Autonomous travel-type cleaners provided with a body on which various components are mounted, a driving unit moving the body, a main brush, and a suction unit are disclosed in the related art (refer to, for example, PTL 1 and PTL 2). The main brush is placed at a suction port formed in the body and collects rubbish present on a cleaning surface. The suction unit suctions the rubbish from the suction port in the body.
The autonomous travel-type cleaners disclosed in a number of patent documents such as PTL 1 and PTL 2 have substantially circular bodies. These shapes of the bodies give the autonomous travel-type cleaners a high level of turning performance.
The autonomous travel-type cleaners according to the related art that have the circular bodies cause a relatively wide gap to be formed between the suction port in the body and a tip part of a corner even if the autonomous travel-type cleaner approaches the corner in an object region to the maximum extent possible. Accordingly, in some cases, the rubbish that is present at the corner in the object region cannot be sufficiently suctioned by the suction unit.

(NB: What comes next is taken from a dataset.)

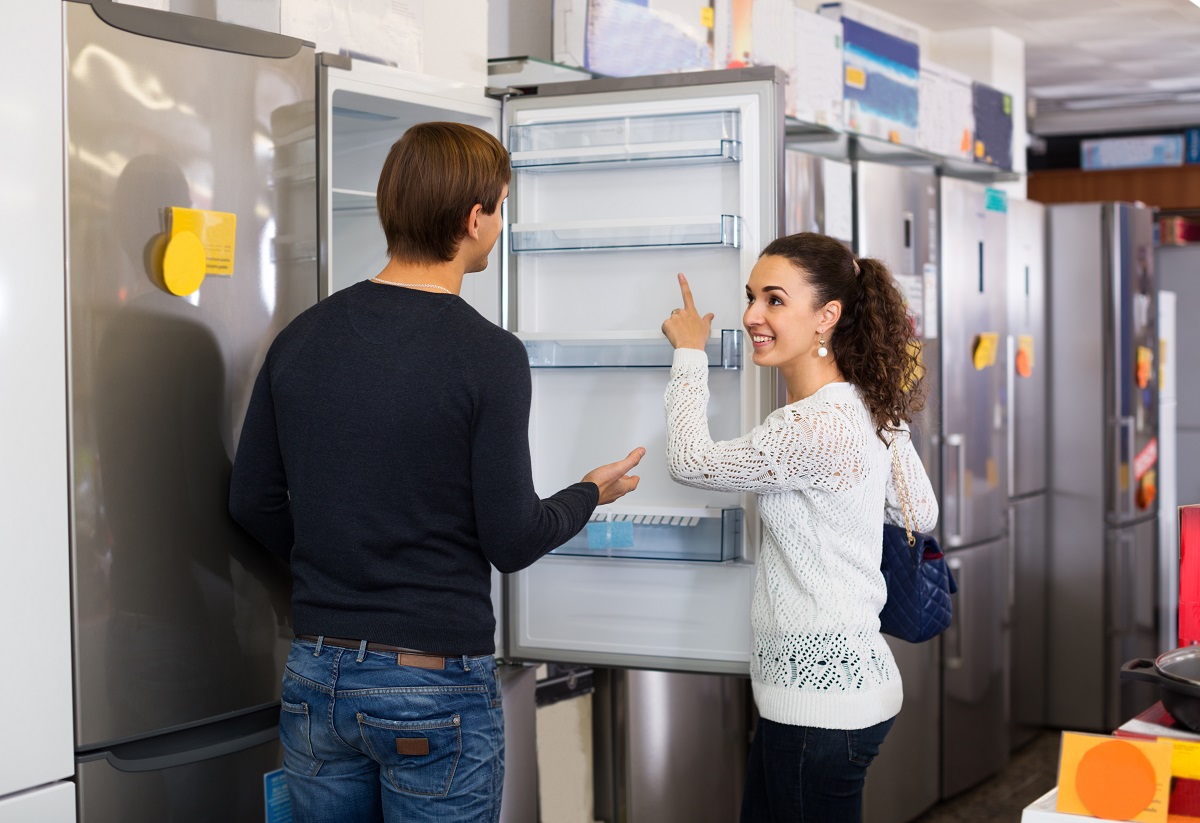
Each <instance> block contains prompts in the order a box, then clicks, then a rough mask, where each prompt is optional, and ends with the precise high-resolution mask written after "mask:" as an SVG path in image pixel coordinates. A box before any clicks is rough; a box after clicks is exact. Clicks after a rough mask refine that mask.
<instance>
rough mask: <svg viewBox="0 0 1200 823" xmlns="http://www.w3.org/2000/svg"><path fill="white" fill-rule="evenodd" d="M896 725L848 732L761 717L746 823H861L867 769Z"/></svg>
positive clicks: (833, 729)
mask: <svg viewBox="0 0 1200 823" xmlns="http://www.w3.org/2000/svg"><path fill="white" fill-rule="evenodd" d="M894 721H895V717H893V719H892V720H884V721H883V722H882V723H878V725H876V726H871V727H869V728H859V729H854V731H852V732H847V731H841V729H832V728H814V727H811V726H787V725H784V723H776V722H773V721H770V720H767V719H766V717H760V719H758V727H757V728H756V729H755V735H754V741H752V743H751V744H750V758H749V764H748V767H746V785H745V792H744V794H743V795H742V823H859V821H862V819H863V782H864V781H865V779H866V768H868V767H869V765H870V764H871V761H874V759H875V756H876V755H878V753H880V746H881V745H882V744H883V738H886V737H887V734H888V731H889V729H890V728H892V723H893V722H894Z"/></svg>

Autonomous travel-type cleaners that further include one or more side brushes placed on a bottom surface of the body are disclosed so that the above-described problem can be addressed (refer to, for example, PTL 3 to PTL 6). The side brush is provided with a bristle bundle sticking out from the outline of the body. The bristle bundle collects the rubbish present outside the outline of the body in the suction port of the body. Accordingly, the autonomous travel-type cleaners disclosed in PTL 3 to PTL 6 can suction more of the rubbish present at the corner in the object region.
The ability of the autonomous travel-type cleaners disclosed in PTL 3 to PTL 6 to suction the rubbish present at the corner in the object region (hereinafter, simply referred to as a “corner cleaning ability” in some cases) is regarded as being determined mainly by the side brush. The length of the bristle bundle, in the meantime, is set under various constraints. Accordingly, the corner cleaning ability obtained based on the side brush is also affected by the constraint. In other words, the autonomous travel-type cleaners disclosed in PTL 3 to PTL 6 have room for improvement in terms of the corner cleaning ability.

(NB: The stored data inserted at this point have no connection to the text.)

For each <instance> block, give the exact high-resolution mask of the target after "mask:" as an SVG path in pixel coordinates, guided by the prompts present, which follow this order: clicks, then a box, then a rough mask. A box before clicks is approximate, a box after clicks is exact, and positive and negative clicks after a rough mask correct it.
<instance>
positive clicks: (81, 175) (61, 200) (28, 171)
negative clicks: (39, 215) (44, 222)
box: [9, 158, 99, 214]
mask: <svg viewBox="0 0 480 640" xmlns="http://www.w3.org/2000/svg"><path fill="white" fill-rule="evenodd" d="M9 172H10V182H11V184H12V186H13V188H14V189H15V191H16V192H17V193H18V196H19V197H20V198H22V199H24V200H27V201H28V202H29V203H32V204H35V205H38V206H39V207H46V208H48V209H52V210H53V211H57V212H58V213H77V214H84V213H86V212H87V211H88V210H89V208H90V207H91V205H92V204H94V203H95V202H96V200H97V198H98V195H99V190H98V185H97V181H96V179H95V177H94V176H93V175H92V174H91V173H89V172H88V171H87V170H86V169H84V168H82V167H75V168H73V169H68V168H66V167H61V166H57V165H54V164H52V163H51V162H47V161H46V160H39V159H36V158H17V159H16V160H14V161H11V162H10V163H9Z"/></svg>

An example of the autonomous travel-type cleaner with a further improved corner cleaning ability is also disclosed (refer to, for example, PTL 7).
The autonomous travel-type cleaner disclosed in PTL 7 is provided with a substantially D-shaped body, a suction port formed in a bottom surface of the body, and a pair of side brushes attached to corners of the bottom surface of the body.
At the position of the corner in the object region, this autonomous travel-type cleaner allows the axis of the side brush and the suction port of the body to approach a vertex of the corner to a greater extent than the autonomous travel-type cleaners disclosed in, for example, PTL 3 to PTL 6.
Accordingly, more of the rubbish becomes likely to be suctioned by the body. In a case where the autonomous travel-type cleaner disclosed in PTL 7 is positioned at the corner in the object region, however, a front surface and one side surface of the body come into contact with a wall that forms the corner or approach the wall to the point of being comparable to the contact. Accordingly, this autonomous travel-type cleaner cannot rotate in that place in some cases.
In other words, a relatively significant constraint is imposed on the operation trajectory of the autonomous travel-type cleaner disclosed in PTL 7 when the autonomous travel-type cleaner moves to another place from a cleaned corner in the object region after the cleaning of the corner is completed.